When considering data quality, the first principle should be that an incomplete record has no value. (It is arguable whether data that is not fully described deserves the title ‘data’ at all).
The first task therefore is to quickly and painlessly remove (or archive) incomplete or unusable data (where the referential integrity has been severely prejudiced) as these are only clogging up the works and will be carrying a considerable opportunity and performance cost, possibly as much as 80% of your data assets. That of course means that you need to understand your data; and be able to discover quickly, what data is actually in your packaged and other applications, so that you are in a position to make an informed decision.
What data jumbles remain – where the formats or the parsing is incorrect; where address data is not in the right fields; or where the metadata is incomprehensible (perhaps as the result of misguided input, where whole sentences were entered as metadata and subsequently chopped into meaningless chunks through several data migration exercises! and yes, that really does happen!) or simply ‘missing’ – are your next concern. The likelihood is that you will need to do at least some preliminary wrangling in order for data quality tools to have something they can work with. It has been known that data has simply been too poor to load!
To merge or not to merge…?
Your data quality tooling will reveal duplicate records where a decision will be required as to whether merger, de-duplication or determining sibling relationships is the best way forward.
Metadata & taxonomies
Another headache may be lurking in the metadata or taxonomies. If your data dictionary has 9,000 or more entries, then the likelihood is that that will need some attention too and that you should have devised a corporate ontology.
Transactional information, and accompanying documentation, has its own regulatory and referential requirements and challenges, as suppliers may have multiple sites to which invoices, purchase orders, and supplier personnel need to relate. And when considering uploads or migrations, there is a need to maintain the referential integrity of the transaction overall whilst also deciding what documents can be uploaded and in what order, in order to preserve that.

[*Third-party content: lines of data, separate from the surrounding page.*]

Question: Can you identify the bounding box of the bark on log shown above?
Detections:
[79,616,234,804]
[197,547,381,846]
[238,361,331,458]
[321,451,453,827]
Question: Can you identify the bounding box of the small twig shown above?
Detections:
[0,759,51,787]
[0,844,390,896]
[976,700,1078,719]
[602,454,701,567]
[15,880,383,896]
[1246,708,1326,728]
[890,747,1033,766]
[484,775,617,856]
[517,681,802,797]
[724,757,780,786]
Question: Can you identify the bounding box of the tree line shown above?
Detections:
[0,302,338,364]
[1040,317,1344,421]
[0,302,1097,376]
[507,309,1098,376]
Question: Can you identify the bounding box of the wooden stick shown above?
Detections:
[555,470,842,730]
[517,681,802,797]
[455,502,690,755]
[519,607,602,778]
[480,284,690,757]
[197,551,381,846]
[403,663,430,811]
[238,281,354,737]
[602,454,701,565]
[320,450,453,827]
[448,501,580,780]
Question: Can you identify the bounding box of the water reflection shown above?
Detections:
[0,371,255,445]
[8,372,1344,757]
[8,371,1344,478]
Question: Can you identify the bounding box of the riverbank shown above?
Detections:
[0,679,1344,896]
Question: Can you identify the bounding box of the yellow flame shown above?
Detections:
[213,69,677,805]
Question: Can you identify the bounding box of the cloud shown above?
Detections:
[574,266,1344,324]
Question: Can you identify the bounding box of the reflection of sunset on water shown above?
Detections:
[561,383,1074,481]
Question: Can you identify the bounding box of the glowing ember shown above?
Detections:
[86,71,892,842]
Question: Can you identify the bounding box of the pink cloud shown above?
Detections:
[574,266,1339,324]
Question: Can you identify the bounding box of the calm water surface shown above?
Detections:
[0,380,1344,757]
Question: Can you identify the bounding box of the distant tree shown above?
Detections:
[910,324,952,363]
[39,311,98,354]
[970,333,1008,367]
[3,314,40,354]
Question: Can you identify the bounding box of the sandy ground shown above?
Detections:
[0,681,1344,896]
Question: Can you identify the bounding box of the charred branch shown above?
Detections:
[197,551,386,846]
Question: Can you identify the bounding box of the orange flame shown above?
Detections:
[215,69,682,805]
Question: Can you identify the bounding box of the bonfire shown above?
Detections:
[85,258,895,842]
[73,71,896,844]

If you are using data quality tools, then before using them, some validation may be wise in order to evaluate what data model disharmonies there might be between the tool and the data to be processed. The idea is to check those constraints before putting through a huge data load, as this can represent a huge time cost, especially if the process fails – due to the size of the data. Using a validation checker will enable you to reproduce any constrains before loading the data, so that the tool is already aligned to the model. You want to avoid putting a square peg in a round hole!
Referential integrity is a key part of data value. So if you are migrating data, it is worth preserving this where it is feasible to do so. Historic data in obsolete systems may be painful and fiddly to retrieve but it could represent a considerable organisational asset. Notwithstanding that, some brave souls have made short term decisions about value which we hope they do not regret down the track….
Realising the value of your Cloud investment relies on putting value into it. Human nature being what it is, it is unlikely that errors will be rectified once data has been uploaded to the Cloud; nor will there be any appetite to do so. The result is that any data errors passed to the Cloud, will likely perpetuate, eventually adding significantly to your Cloud outlay. Cloud can store more and bigger data but also more and bigger rubbish, so it is important to attend to the data quality, at upload and as an ongoing task.
So blockchain, AI and ML all look very sexy – but putting aside the technical ‘do I or don’t I’ discussions on those for a moment, the simply truth is that to make them work for you, you have to feed them with quality data. Particularly in the case of blockchain, any errors should, theoretically, be incapable of correction due to the nature of blockchain itself. So they will perpetuate, again, theoretically, ad infinitum.
Whatever you want to do in terms of technology, don’t lose sight of the essential need for data quality. After all, you wouldn’t expect a car to perform if you put dirty fuel in the tank, would you?
Incentives for quality data
IDG Research carried out a valuable study on the Impact of Data Effectiveness for Sage in 2014. The study found:
“that improvements in the accessibility, usability, quality, and intelligence of data have a direct and positive impact on critical business outcomes: –
Companies with more effective data grow 35% faster.
Only 40% of companies rate their ability to process customer demands on the road as excellent.
More intelligent data means more revenue—a 20% improvement brings $9,216 more per employee.
Companies with better intelligence are 2.2% more profitable.
Companies with better intelligence are 4 times more likely to optimize inventory levels.
Companies with better data improve consistent quality delivery to customers by 9%.
Companies with more usable data increase productivity by 10%.
Companies with mobile access to data increase sales of new products by 5%.
Companies with mobile access to data sell 3% more to new customers.
Successful companies are 4 times more likely to process orders remotely.”
“companies with highly effective ERP systems that provide more usable and accessible data [were] more likely to realize these outcomes.”